In draft guidance from the media watchdog Ofcom set out a number of ways that adult websites could stop children from accessing their content.
One of the suggestions is that users have their faces scanned to prove they are old enough. Extra checks would be in place for young-looking adults.
It comes after a survey found that the average age children first view pornography is 13.
According to Ofcom, nearly 14 million people watch online pornography in the UK. But the ease of internet access for children in the modern age has prompted fears about the age at which they are first seeing porn.
The Children’s Commissioner found in a survey that one in ten children have seen porn by the age of 10.
The Online Safety Act requires social media platforms and search engines to protect children from harmful online content, and Ofcom has now outlined how companies should comply with the regulations.
These regulations will come into force at some point in 2025, the BBC reports.
The media regulator has said age checks must be “highly effective at correctly determining whether or not a particular user is a child.”
Along with the idea of face scans, the suggestions made by Ofcom include:
- Websites requiring government photographic ID such as a passport or driving license, which is “then compared to an image of the user at the point of uploading to verify that they are the same person.”
- Checking if the user has previously had age restrictions removed from a mobile phone
- Users allowing their bank to share information with the website confirming they are over 18
- Providing credit card details to the website
- Digital ID wallets that store a user’s proof of age which can be shared with the site
Dame Melanie Dawes, Ofcom’s Chief Executive, said: “Pornography is too readily accessible to children online, and the new online safety laws are clear that must change.
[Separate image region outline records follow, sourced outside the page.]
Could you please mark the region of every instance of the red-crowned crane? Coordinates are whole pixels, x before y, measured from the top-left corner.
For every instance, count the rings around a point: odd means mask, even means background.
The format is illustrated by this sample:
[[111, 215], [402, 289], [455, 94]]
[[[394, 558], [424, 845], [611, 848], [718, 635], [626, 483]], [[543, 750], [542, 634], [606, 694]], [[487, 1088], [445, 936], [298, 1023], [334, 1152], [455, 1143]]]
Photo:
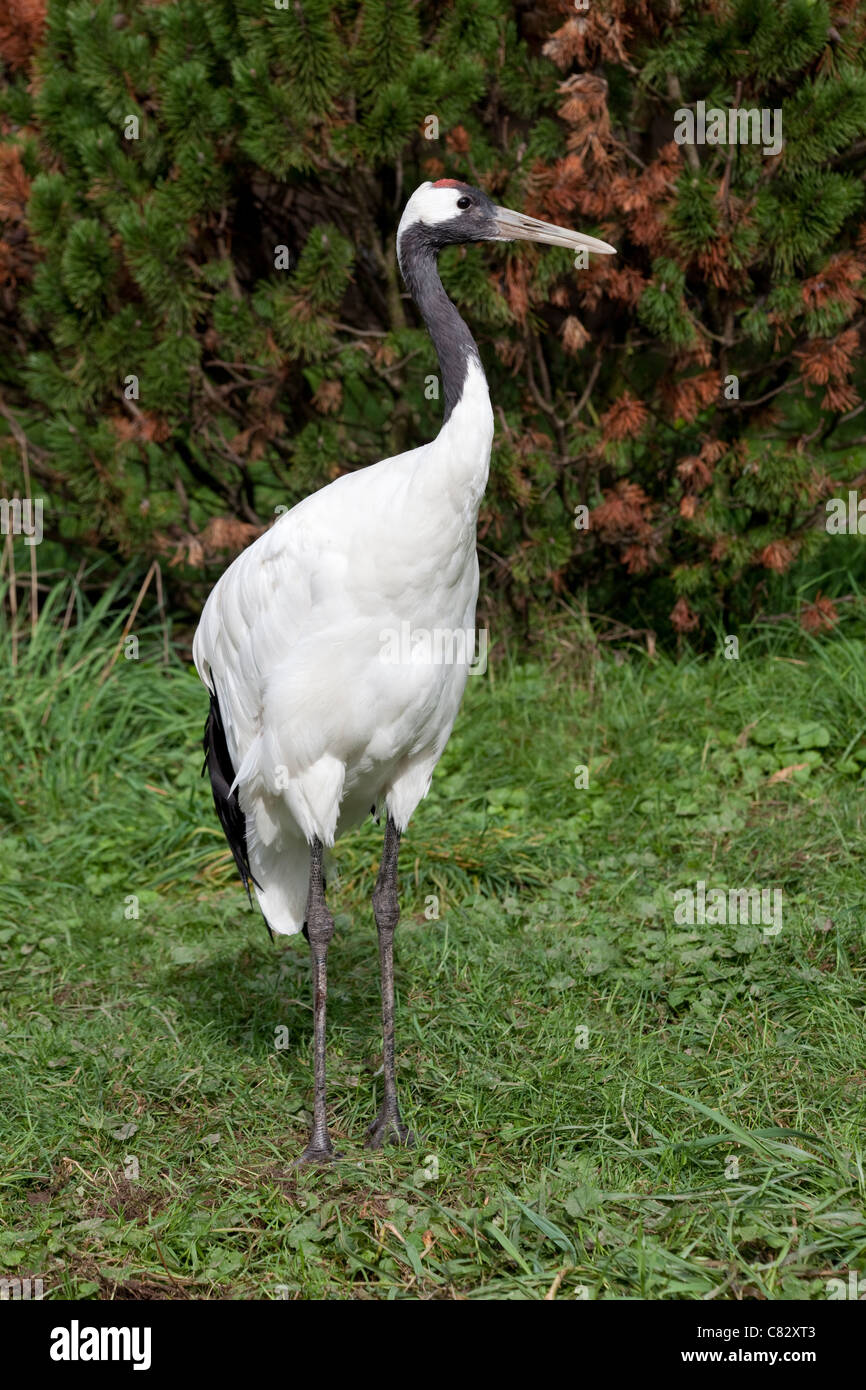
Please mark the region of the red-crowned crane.
[[[614, 253], [606, 242], [496, 207], [455, 179], [423, 183], [398, 229], [403, 279], [432, 338], [445, 418], [431, 443], [304, 498], [229, 566], [193, 642], [210, 691], [204, 730], [214, 803], [271, 931], [304, 931], [314, 994], [313, 1133], [299, 1162], [335, 1156], [325, 1109], [325, 1001], [334, 919], [322, 855], [385, 812], [373, 890], [382, 983], [384, 1094], [367, 1147], [411, 1144], [393, 1062], [398, 851], [448, 742], [471, 651], [435, 659], [391, 634], [466, 634], [478, 596], [475, 523], [493, 413], [475, 342], [442, 288], [438, 253], [459, 242], [544, 242]], [[386, 657], [386, 649], [391, 656]]]

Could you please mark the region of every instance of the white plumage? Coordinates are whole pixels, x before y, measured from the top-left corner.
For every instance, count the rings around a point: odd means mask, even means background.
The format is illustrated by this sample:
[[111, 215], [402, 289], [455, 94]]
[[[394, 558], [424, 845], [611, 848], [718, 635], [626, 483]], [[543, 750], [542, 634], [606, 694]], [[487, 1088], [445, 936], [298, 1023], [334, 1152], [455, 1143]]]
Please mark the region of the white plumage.
[[235, 862], [271, 930], [304, 929], [310, 940], [314, 1102], [299, 1162], [335, 1156], [325, 1099], [334, 916], [322, 855], [373, 808], [386, 812], [373, 891], [384, 1095], [367, 1144], [413, 1143], [395, 1074], [398, 855], [468, 676], [475, 523], [493, 438], [478, 349], [442, 288], [436, 256], [453, 243], [514, 239], [613, 250], [496, 207], [453, 179], [411, 196], [398, 256], [439, 357], [442, 428], [432, 443], [346, 474], [282, 516], [225, 571], [193, 642], [211, 692], [206, 766]]
[[[467, 680], [389, 660], [389, 634], [475, 620], [475, 521], [493, 414], [480, 364], [431, 443], [346, 474], [286, 512], [213, 589], [195, 635], [217, 691], [261, 910], [304, 920], [309, 842], [386, 805], [399, 830], [427, 794]], [[420, 644], [418, 644], [420, 645]]]

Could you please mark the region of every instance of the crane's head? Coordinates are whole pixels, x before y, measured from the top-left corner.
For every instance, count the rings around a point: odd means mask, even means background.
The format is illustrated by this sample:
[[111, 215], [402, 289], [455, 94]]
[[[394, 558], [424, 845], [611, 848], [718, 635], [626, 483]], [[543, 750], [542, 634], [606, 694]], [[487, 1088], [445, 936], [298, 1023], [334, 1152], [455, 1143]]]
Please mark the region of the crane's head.
[[614, 246], [595, 236], [498, 207], [471, 183], [453, 178], [421, 183], [409, 199], [398, 229], [400, 268], [405, 271], [405, 261], [411, 253], [435, 254], [457, 242], [542, 242], [545, 246], [616, 256]]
“Our practical guidance sets out a range of methods for highly effective age checks. We’re clear that weaker methods – such as allowing users to self-declare their age – won’t meet this standard.
“Regardless of their approach, we expect all services to offer robust protection to children from stumbling across pornography, and also to take care that privacy rights and freedoms for adults to access legal content are safeguarded.”
But the potential extra security measures have been criticised by some, including explicit website Pornhub.
The website’s owner, Aylo, said it supports age verification but that the collection of “highly sensitive personal information is putting user safety in jeopardy.”
The company argues that the best way to control what children access online is through age-verification measures “on the device”, such as parental controls on phones and computers.
Meanwhile privacy campaigners have also criticised the proposals, raising concerns over the “catastrophic” consequences if data from age checks is leaked.
Earlier this year, Pornhub disabled its website for the entire state of Utah in protest over new age verification laws in the US state.